両手一杯の花を君に。どうか手を伸ばして、あなたの想いを伝えて。

故郷を失い地球に現れた異種生命体。彼らの宇宙船が突如現れ、その日から戦いが始まった。
フラワーショップの店員だった蓮太郎は、ある日突然、かの生命体が乗るロボットを模して造られた「人形戦闘機・デアクストス」のパイロットに選ばれる。
ただしデアクストスを動かすには、「魔女」と呼ばれる女性が必要なうえに、更なる非情な条件が他にあった。

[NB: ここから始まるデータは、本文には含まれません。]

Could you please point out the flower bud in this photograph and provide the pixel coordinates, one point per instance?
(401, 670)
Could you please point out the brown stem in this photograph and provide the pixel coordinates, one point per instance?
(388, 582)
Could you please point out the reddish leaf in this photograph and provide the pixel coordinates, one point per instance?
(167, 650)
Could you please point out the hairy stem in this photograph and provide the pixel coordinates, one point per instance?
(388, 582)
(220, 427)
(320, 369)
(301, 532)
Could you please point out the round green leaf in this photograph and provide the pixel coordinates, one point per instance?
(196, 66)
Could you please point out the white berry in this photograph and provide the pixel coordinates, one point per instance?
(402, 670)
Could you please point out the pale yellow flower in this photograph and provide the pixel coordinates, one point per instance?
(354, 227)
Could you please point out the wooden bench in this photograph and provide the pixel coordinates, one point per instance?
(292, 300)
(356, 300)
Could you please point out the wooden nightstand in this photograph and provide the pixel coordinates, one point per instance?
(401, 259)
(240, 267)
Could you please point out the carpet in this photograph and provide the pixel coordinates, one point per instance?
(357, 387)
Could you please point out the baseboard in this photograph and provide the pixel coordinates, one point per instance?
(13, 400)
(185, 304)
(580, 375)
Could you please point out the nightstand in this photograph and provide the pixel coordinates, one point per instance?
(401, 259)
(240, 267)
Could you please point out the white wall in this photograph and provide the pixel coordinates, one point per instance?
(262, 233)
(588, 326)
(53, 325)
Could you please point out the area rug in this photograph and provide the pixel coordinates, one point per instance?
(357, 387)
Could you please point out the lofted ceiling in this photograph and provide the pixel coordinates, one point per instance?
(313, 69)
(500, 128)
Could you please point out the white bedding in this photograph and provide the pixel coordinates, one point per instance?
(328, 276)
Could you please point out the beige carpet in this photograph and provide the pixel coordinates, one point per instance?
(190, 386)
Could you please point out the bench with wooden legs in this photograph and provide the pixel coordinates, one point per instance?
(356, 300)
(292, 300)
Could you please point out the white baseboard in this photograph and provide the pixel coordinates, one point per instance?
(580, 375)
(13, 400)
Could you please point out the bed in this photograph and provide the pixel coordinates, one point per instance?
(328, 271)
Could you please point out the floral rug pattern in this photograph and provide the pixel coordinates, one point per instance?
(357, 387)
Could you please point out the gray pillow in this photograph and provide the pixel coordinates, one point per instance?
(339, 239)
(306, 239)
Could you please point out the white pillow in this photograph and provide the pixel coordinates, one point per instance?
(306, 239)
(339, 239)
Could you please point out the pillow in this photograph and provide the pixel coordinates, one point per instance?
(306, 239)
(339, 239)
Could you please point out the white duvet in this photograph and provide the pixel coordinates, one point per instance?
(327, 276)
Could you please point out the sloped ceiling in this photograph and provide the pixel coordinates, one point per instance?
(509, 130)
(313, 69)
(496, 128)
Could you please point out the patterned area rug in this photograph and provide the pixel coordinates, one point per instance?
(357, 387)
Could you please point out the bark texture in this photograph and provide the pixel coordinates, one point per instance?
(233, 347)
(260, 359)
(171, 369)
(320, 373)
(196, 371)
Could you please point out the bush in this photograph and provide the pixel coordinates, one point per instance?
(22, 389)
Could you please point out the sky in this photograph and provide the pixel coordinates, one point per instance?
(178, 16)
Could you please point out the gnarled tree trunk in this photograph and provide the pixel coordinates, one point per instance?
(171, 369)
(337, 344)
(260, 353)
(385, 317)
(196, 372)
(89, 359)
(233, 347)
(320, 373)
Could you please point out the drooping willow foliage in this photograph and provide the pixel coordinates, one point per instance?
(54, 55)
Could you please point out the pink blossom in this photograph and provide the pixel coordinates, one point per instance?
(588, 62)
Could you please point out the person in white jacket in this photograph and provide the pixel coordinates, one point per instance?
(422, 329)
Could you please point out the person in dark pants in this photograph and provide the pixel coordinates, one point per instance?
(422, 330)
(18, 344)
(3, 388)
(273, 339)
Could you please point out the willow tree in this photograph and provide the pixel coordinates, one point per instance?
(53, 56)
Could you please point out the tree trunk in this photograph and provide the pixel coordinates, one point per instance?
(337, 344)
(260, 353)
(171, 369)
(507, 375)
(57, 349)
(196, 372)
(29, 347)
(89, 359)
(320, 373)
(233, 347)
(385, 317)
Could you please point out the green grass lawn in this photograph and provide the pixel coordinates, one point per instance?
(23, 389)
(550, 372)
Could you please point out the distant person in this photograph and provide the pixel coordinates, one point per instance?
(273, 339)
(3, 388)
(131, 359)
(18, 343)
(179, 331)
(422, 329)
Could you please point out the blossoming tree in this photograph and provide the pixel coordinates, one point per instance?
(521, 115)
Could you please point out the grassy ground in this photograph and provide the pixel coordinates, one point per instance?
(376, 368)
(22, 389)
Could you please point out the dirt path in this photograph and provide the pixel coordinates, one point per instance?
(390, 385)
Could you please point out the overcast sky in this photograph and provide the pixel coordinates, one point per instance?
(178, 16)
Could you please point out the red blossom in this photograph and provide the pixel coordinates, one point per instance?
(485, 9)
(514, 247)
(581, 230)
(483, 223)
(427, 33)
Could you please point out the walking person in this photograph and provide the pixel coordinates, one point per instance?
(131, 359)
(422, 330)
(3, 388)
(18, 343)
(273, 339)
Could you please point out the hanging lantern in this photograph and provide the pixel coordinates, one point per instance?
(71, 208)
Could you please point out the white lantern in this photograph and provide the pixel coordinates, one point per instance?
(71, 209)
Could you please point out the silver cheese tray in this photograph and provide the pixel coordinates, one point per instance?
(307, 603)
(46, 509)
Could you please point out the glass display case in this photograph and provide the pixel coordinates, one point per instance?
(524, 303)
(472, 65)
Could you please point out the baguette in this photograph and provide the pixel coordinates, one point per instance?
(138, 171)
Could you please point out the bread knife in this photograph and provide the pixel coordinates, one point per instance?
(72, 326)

蓮太郎は花屋で働いているので、フラワーアレンジメントをぱぱっと作ってしまいます。
ある出来事のせいでパイロットを辞め、再び花屋をすることになり、「あやめ」という魔女と心を通わせるようになります。

この物語には多くの花が登場します。
大好きな人に贈りたい花。亡き人に捧げる花。いつもそばにいてくれた大切な友人への花。
そして、今一番、私の気持ちを伝えたい――彼らへ。

敵となる異種生命体の目的はわかっているが、彼らとコンタクトをとる方法が皆無。
だからこそ、ラストの展開は目を離せず、食い入るように読み耽ってしまいました。

作中に登場する某研究者の二人が、個人的に贔屓キャラです。
魔女として乗り込む女子と蓮太郎のやりとりもほほえましく、それが戦闘で受けた心の傷を癒すようで、緩急ついた物語の構成も秀逸です。
やっぱり主人公はこうあってほしい。そんな素敵なお話でした。